New features include:
- Option to use a separate button to roll.
- Secret Lab Jukebox.
- Ability to display hit boxes.
- Ability to unlock new stages for Replay Mode after completing current higher areas (starting from Area 2-C, then Area 3-B onwards for remaining stages).
- Replay Mode is now available on both Psyvariar: Medium Unit and Psyvariar Revision, while in the Arcade version it is only available for Psyvariar Revision.

Two special editions were also available in Japan. The Special Sound Box included an audio CD of the game's soundtrack, and the Special Capture Box included a gameplay DVD of both games being fully completed by expert players. The PlayStation 2 versions of the individual games were later released separately as budget range titles.

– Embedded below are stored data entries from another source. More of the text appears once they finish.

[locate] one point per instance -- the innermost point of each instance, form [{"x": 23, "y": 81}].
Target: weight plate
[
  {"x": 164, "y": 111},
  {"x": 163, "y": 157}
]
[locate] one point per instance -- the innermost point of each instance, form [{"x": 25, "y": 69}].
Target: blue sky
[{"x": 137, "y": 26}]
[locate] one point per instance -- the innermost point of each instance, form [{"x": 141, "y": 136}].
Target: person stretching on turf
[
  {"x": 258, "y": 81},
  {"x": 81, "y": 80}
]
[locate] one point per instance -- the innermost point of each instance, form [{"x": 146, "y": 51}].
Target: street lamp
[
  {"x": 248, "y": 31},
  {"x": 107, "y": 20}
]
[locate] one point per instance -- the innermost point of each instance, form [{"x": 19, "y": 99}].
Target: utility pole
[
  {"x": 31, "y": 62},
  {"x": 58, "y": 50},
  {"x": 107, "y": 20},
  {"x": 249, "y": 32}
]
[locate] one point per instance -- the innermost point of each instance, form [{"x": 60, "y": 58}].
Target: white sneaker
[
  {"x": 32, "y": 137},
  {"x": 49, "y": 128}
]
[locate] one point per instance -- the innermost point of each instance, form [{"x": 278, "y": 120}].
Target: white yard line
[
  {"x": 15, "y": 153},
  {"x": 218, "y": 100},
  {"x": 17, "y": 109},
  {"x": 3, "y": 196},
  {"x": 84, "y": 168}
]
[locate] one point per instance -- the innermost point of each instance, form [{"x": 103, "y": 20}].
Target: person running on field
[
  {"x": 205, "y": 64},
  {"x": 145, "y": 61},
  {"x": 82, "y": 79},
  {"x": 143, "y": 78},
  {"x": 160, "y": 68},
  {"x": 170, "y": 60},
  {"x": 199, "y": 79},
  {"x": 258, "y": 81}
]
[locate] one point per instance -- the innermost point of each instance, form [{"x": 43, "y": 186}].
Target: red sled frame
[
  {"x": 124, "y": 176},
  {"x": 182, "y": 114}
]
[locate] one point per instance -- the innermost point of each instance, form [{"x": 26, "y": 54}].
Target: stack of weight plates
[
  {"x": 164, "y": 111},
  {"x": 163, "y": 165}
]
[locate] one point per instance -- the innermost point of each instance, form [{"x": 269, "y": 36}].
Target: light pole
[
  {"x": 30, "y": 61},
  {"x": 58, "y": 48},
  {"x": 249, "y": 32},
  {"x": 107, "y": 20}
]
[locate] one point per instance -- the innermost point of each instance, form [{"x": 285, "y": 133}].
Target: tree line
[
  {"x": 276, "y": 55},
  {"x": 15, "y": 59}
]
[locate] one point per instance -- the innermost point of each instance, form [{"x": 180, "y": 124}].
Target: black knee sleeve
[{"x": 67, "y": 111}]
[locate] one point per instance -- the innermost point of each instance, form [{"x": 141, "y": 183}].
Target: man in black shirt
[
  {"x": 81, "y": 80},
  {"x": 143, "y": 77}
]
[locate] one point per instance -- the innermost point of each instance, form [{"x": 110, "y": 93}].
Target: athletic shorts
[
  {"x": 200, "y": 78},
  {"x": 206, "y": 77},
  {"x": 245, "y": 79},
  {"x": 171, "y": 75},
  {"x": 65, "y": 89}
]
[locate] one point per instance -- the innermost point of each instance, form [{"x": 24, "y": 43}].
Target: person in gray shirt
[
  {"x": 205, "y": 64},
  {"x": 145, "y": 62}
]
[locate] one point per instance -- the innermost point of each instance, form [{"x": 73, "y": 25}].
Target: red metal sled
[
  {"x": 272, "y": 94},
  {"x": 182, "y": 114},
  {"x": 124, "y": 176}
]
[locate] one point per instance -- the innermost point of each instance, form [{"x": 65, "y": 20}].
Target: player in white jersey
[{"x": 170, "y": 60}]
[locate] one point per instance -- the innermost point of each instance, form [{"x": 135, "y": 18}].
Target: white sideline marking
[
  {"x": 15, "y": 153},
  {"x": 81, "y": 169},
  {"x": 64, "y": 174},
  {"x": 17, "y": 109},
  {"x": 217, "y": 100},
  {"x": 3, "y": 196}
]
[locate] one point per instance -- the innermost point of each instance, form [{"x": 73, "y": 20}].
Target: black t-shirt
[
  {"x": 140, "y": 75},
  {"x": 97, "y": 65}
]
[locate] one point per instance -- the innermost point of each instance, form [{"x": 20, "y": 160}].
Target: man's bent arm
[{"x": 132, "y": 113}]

The European version retained all the features of the Japanese release and includes a 60 Hz mode.

===Reception===
On release, Famitsu magazine scored the game a 30 out of 40.

==Soundtracks==
PSYVARIAR "THE MIX" is a remixed soundtrack published by Egg Music Records.

==Psyvariar Delta==

Psyvariar Delta is a compilation that contains both Psyvariar: Medium Unit and Psyvariar Revision as well as new remixed Delta stages and soundtrack. All ships can be used in each game play mode. Blanche, a mech robot from the Jaleco game, Cybattler, is selectable as DLC.

=== Psyvariar Delta AC ===
AC is an enhanced arcade version released on exA-Arcadia in December 2020. All of the boss patterns have been redesigned by super player, Chantake. Blanche from Cybattler has been rebalanced for arcade scoring. Input latency has been reduced to one frame using exA-Arcadia technology.